Isso não pode depender apenas do despertar de cada profissional. Não é possível que o conjunto da sociedade fique aguardando esse profissional acordar um belo dia questionando o tipo de assistência que ele aprendeu a prestar e pensando que talvez a sua prática seja violenta. Nós precisamos realmente desse embate que começa com essa divulgação do que é violência, do que constitui um parto violento, do que seria uma experiência de parto positiva, de onde é possível conseguir isso na rede pública. Tudo isso nos ajuda a reescrever essa história e construir uma outra cultura.

Há quem pense que humanizar a assistência ao pré-natal, ao parto, ao puerpério é equipar maternidades com banheiras, colocar música ou acender velas. Mas a mudança proposta pelos coletivos de mulheres demanda muito mais do que isso. Afinal de contas, em que consiste a humanização dessa assistência e o que a sociedade precisa fazer para ver isto se tornando uma realidade?

Sim, existe essa ideia de certa humanização "boutique", como se humanizar fosse você pintar o quarto, decorar, colocar iluminação baixa com estrelinhas no teto, banheira, música ambiente, como se isso fosse a humanização. Eu penso que isso tem um viés mercadológico, mesmo. Muitas vezes as maternidades privadas oferecem essa tal hotelaria da humanização, mas isso não vem acompanhado de uma mudança das práticas. Afinal, é muito mais fácil você fazer propaganda da sua sala fenomenal, com estrelinhas no teto, luzes coloridas, cromoterapia, uma banheira especial para parto, do que você mostrar quais são as mudanças que você fez nos protocolos, as auditorias que você vai fazer para avaliar os procedimentos desnecessários, as cesáreas desnecessárias, como você vai regular a prática dos profissionais e outras mudanças reais.

Isso não tem o mesmo impacto de marketing do que você mostrar as fotos dos quartos lindos, equipados, super bem decorados. Na verdade, nesse mesmo lugar com uma ambiência incrível podem estar acontecendo partos super violentos. Afinal, a humanização real se dá nessa relação de cuidado. Eu posso ter um parto humanizado num quarto com colchão no chão na sala da minha casa. Eu posso ter um parto humanizado nessa maternidade de luxo, com toda infraestrutura. Eu posso ter um parto humanizado numa maternidade sem esses recursos de hotelaria mas onde há um projeto, um modelo de cuidado voltado para centrar o protagonismo na mulher e na sua família e para educar os profissionais para essa assistência voltada para as necessidades dessas pessoas. Um lugar com uma cultura que promove relações horizontais, que adota protocolos baseados nas melhores evidências científicas. Um lugar que reconhece a autonomia da mulher e a desmedicalização como nortes para construção de uma experiência de parto mais positiva. Isso pode acontecer sem que eu tenha absolutamente nada desses "fru-frus" que as pessoas associam à humanização.

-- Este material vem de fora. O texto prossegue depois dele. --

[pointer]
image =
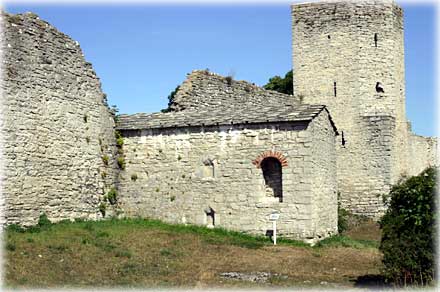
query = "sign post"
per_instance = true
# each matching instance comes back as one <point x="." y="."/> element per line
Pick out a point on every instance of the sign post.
<point x="274" y="217"/>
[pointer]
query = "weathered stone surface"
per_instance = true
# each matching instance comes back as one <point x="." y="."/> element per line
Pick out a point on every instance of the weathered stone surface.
<point x="203" y="89"/>
<point x="182" y="172"/>
<point x="344" y="52"/>
<point x="54" y="123"/>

Há alguns estudos que mostram que essas adequações da ambiência geram sim algum impacto positivo na experiência das pessoas, na satisfação delas e até na redução de intervenções, mas isso se essa mudança externa acontece com uma mudança das práticas dos profissionais. A hotelaria sozinha não vai mudar nada.

Num cenário de profissionais alinhados com a autonomia, o protagonismo, o cuidado centrado naquela família e com práticas baseadas nas melhores evidências, você muda o ambiente para melhor, você vai trazer benefícios adicionais. Mas se não há investimento na formação e na educação dos profissionais, nada muda.

Muitas vezes podem ocorrer mudanças dramáticas da assistência sem que se mude o ambiente, numa situação, por exemplo, de recursos escassos. Isso já vai ser muito positivo para as famílias.

Um gestor que se vê pressionado a "humanizar" seu serviço de assistência ao parto vai ver como uma saída muito mais prática mexer na decoração do que na cultura. Mas isso nem de longe é humanizar. Isso nem de longe é a reivindicação dos movimentos de mulheres, dos movimentos da sociedade organizada. A ideia é provocar uma profunda mudança da cultura.